RETOUR EN ARRIÈRE : au tout début de la pandémie de COVID-19, Clara perd son emploi de serveuse au moment même où elle commençait à apprivoiser la vie de célibataire, après une rupture. Elle est au début de la trentaine, l’époque de la vie où l’on commence à bien se connaître soi-même. Alors que d’autres sont prêts à fonder une famille, elle recommence à la case départ. Nouvel appartement, nouveau rythme de vie sans liens sociaux. Elle décide alors d’aller travailler dans un CHSLD du quartier Rosemont, à Montréal. Derrière sa visière, elle fait la connaissance de dizaines de patients encore plus seuls qu’elle. Au fil du temps, les couches de protection disparaissent, au rythme de sa propre reconstruction. Elle s’inscrit sur des applications de rencontres dans l’espoir de briser sa solitude et repousse les avances déplacées d’un collègue marié. Une autre vague frappe, puis un confinement est imposé. Les conditions de travail déjà difficiles se détériorent. Clara fait des quarts de travail doubles et fait tout ce qui est en son pouvoir pour répondre aux besoins des patients qu’elle a appris à aimer. Avec sa plume sobre et poétique, l’écrivaine humanise ceux qu’on a surnommés « les anges gardiens » ainsi que les patients dont ils s’occupent chaque jour. Si certains passages arrachent des larmes, ils sont souvent suivis d’une lueur d’espoir : une caresse ou une phrase bien sentie qui insuffle une vitalité nouvelle.

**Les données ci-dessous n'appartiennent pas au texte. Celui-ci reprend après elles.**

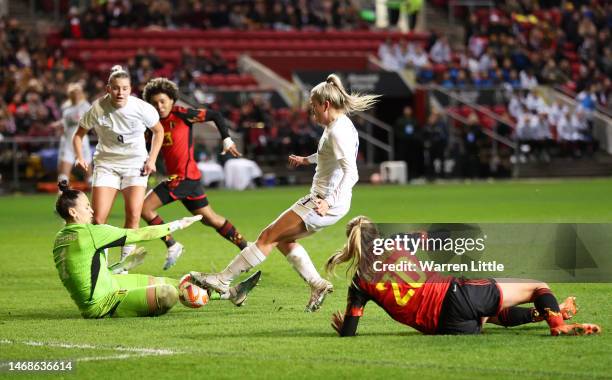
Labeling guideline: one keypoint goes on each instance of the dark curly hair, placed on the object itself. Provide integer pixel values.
(66, 200)
(160, 86)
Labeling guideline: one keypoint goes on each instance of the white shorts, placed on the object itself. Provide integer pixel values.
(314, 222)
(66, 151)
(118, 178)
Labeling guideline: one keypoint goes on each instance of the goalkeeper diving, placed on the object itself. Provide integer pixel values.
(80, 257)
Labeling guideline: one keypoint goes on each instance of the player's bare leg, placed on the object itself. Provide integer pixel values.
(283, 232)
(516, 315)
(102, 199)
(516, 292)
(133, 197)
(286, 227)
(301, 262)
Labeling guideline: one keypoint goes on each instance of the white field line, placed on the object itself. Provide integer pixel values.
(131, 352)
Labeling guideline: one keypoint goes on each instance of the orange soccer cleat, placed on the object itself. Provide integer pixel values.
(576, 329)
(568, 309)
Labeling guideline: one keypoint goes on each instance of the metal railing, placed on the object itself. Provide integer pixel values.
(20, 156)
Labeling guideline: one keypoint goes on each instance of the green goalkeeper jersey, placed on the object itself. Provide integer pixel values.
(81, 261)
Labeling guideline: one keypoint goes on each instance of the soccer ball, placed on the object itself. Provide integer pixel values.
(190, 294)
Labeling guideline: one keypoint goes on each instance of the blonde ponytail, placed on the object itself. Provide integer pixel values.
(352, 251)
(117, 71)
(333, 90)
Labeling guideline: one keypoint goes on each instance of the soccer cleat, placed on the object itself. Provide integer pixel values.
(568, 309)
(209, 281)
(174, 252)
(576, 329)
(239, 293)
(317, 295)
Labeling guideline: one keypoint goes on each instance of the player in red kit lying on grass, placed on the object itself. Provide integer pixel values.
(184, 176)
(438, 304)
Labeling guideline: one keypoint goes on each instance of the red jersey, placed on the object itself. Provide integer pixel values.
(177, 148)
(413, 298)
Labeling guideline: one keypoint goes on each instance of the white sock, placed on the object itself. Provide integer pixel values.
(245, 260)
(126, 250)
(301, 262)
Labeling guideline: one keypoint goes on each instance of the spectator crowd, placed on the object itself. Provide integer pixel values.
(520, 44)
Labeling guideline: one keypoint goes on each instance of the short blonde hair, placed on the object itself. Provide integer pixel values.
(333, 91)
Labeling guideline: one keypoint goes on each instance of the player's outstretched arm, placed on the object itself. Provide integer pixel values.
(77, 144)
(295, 161)
(110, 236)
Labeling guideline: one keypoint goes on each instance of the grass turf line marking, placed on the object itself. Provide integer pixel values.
(134, 352)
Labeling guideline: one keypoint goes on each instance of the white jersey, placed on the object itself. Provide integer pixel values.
(120, 131)
(71, 114)
(336, 172)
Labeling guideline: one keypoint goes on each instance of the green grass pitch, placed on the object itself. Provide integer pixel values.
(271, 336)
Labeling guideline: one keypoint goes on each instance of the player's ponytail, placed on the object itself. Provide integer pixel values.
(66, 200)
(117, 72)
(333, 90)
(360, 232)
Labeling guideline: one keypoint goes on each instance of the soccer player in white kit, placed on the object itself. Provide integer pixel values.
(329, 199)
(121, 161)
(72, 111)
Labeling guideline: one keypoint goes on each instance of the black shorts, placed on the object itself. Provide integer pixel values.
(188, 191)
(466, 303)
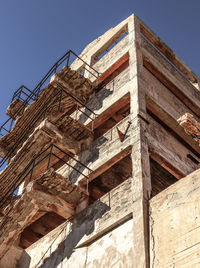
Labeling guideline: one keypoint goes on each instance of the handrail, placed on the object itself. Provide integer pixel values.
(58, 97)
(34, 94)
(29, 169)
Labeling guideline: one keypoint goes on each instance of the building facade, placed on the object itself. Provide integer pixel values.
(103, 158)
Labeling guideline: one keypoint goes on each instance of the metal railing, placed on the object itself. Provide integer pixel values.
(49, 154)
(31, 95)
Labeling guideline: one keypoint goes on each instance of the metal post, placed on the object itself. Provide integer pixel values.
(32, 170)
(60, 101)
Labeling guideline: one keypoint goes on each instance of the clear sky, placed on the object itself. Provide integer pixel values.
(35, 33)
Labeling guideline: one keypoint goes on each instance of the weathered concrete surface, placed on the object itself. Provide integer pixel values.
(50, 192)
(100, 236)
(78, 86)
(191, 126)
(175, 225)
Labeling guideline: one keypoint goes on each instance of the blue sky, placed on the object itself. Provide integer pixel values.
(35, 33)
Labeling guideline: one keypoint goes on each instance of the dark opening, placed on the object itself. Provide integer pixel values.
(160, 178)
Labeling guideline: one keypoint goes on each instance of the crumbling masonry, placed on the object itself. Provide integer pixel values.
(96, 158)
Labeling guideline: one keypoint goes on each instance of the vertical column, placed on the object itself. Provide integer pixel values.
(140, 156)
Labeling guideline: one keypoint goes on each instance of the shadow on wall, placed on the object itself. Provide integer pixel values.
(86, 157)
(84, 224)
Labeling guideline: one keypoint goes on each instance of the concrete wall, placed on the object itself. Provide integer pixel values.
(100, 236)
(175, 225)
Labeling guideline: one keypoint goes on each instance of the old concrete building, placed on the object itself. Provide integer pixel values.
(105, 154)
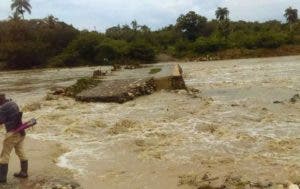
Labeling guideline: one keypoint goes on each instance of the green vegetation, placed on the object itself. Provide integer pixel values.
(80, 85)
(155, 70)
(48, 42)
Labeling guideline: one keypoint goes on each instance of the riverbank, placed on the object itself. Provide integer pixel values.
(239, 130)
(43, 171)
(228, 54)
(233, 54)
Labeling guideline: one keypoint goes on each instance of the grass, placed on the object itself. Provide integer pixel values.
(155, 70)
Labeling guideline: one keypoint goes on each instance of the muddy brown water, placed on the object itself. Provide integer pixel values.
(231, 130)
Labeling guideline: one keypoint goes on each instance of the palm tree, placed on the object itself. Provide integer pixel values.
(291, 16)
(15, 16)
(21, 6)
(222, 13)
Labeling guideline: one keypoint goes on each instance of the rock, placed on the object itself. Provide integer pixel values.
(292, 186)
(51, 97)
(99, 73)
(122, 90)
(59, 91)
(32, 107)
(118, 90)
(116, 67)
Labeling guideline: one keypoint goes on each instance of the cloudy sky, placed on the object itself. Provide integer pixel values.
(101, 14)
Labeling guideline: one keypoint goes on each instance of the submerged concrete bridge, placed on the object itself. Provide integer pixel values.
(125, 85)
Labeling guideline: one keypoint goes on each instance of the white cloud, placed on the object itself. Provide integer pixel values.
(155, 13)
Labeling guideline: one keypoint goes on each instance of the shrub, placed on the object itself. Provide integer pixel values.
(141, 51)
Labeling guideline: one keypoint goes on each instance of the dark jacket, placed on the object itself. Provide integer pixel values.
(10, 115)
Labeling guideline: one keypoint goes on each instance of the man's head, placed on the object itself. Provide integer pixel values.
(2, 98)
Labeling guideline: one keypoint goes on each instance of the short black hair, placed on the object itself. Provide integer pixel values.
(2, 96)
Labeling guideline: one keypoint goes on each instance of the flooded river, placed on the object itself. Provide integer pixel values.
(230, 133)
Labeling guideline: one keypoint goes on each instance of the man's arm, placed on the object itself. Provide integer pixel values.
(2, 116)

Ce premier roman s’est imposé comme une évidence, au fil du temps et des rencontres que Clara Grande a faites dans le CHSLD où elle travaillait. « Il y a quelque chose d’extrêmement vivant et sincère dans la vieillesse, dit-elle. Il n’y a plus de game, plus de faux semblants. Souvent, on voit ça comme quelque chose de drabe. C’est d’ailleurs ce que l’environnement des CHSLD reflète. Oui, le rythme y est lent, mais il y a de la vie et c’est ce que j’ai voulu montrer: la beauté de cette intensité dans la lenteur, dans les petites choses, qui sont en fait immenses.» C’est mission accomplie pour l’autrice de ce premier roman qui nous fait réfléchir au culte de la jeunesse tout en revalorisant la vieillesse.
L’écrivaine née à Montréal en 1989 est partie étudier les arts en Allemagne à l’âge de 17 ans. Elle a ensuite été attirée par le théâtre et a poursuivi sa formation dans le sud de la France avant de revenir dans sa ville natale, où elle s’est lancée dans le théâtre acrobatique. Mais le besoin d’être sur scène a fini par s’éteindre. « Ce sont les histoires qui sont restées », dit-elle. Aujourd’hui diplômée en scénarisation et création littéraire, Clara Grande enseigne le français aux nouveaux arrivants. Son parcours atypique s’est construit sans plan, au fil de ses envies, tout comme ce livre.
Un jardin l’hiver, de Clara Grande, Cheval d’août Éditeur, 168 pages. En librairie.